Exhibiting quite a lot of gall, General Motors is trying to spin the public with an ad campaign launched last week based on breathtakingly misleading information.

As partial owners of the company, the American taxpayers who saved it from economic ruin deserve better.

Shown strolling down an assembly line, GM's new chief executive brags that the company has repaid its government loans "in full, with interest, five years ahead of the original schedule."

mab said...

GM misleading with debt claim???

You're going to love this blast from the recent past:

http://www.nysscpa.org/cpajournal/2007/307/infocus/p16.htm

From the link:

While General Motors is the obvious standout, with retained earnings reduced by an astounding 1,885%....

Hmmm, 1,885% sounds statistically significant.

And GM wasn't/isn't the only firm with a misleading balance sheet. Check out exhibit 2 from the link:

http://www.nysscpa.org/cpajournal/2007/307/images/ex2p16.pdf

Funny we heard about CAT's "better than expected" earnings today, but we didn't hear boo about their book value being overstated by 33%!

Today's money managers and analysts are a joke. Fannie and Freddie were fine until they weren't. Same with AIG, Enron, WorldCON, Lehman, Bear, Lucent, Nortel, Wamu, WAC, Indy Mac, etc.
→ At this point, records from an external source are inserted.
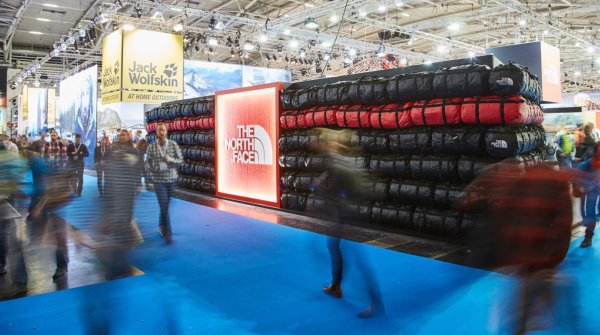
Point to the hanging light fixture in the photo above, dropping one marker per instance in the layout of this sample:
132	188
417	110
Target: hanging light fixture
311	23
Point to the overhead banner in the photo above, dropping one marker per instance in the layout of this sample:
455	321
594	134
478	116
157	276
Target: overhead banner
37	106
77	109
25	105
206	78
112	53
51	108
142	66
246	135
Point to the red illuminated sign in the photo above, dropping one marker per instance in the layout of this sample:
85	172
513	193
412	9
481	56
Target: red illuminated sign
247	131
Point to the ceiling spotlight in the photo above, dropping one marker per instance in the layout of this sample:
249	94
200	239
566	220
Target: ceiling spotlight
248	46
311	23
178	27
454	26
158	16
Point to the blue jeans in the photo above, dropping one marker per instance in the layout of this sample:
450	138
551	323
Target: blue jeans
590	211
164	191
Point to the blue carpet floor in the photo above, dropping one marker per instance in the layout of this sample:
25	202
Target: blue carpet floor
228	274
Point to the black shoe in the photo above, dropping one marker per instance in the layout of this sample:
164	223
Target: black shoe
60	272
586	243
373	310
20	288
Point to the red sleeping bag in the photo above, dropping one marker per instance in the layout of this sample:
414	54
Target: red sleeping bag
392	116
436	112
321	116
151	127
292	120
355	116
501	110
202	122
179	124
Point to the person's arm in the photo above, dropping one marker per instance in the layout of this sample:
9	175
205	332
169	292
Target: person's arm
70	150
85	152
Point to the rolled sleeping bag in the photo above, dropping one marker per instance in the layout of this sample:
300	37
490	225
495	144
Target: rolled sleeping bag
392	214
Just wait until it dawns on everyone that they DON'T PRINT MONEY and that all these debts can't possibly be paid even at low interest rates.

Stagflationary Mark said...

mab,

Caterpillar turns 1Q profit, sees growing economy

"We're in a revival. There's no doubt about it," Chief Financial Officer Dave Burritt said. "We're heading up, and it's driven by the emerging markets. No doubt."
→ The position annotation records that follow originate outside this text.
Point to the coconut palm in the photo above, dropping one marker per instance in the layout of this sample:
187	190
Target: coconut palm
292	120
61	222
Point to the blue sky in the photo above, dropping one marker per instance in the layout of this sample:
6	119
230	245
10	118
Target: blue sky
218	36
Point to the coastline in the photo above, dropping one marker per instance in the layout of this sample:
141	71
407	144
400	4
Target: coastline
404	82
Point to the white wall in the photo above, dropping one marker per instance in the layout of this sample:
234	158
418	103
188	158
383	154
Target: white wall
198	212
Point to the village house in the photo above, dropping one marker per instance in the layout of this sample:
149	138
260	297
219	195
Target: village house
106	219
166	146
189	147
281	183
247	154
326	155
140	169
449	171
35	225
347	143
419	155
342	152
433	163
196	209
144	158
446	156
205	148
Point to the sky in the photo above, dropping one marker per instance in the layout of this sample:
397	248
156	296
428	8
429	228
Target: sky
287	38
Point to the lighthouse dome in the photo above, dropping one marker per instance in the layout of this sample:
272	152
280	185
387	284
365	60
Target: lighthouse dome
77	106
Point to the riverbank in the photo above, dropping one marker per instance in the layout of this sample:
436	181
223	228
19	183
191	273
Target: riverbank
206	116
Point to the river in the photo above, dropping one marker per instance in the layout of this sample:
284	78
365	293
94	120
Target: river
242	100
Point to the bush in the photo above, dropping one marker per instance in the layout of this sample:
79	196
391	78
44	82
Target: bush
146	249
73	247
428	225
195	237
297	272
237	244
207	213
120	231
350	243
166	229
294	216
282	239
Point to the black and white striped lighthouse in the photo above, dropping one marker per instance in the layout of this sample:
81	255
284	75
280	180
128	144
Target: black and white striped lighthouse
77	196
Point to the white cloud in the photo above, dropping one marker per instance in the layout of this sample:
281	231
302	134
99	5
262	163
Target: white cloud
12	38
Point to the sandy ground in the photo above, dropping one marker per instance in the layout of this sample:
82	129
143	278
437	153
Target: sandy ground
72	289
I tend to "doubt" when people feel the need to tell me the same thing more than once.

Perhaps it stems from a comment I read in a magazine by one of my company's higher ups.

We have a fun environment with creativity and fun.

"Fun" must have been a euphemism for poor morale, a tanking stock price, never ending layoffs, and front page of the Wall Street Journal level corporate fraud. Fun times indeed!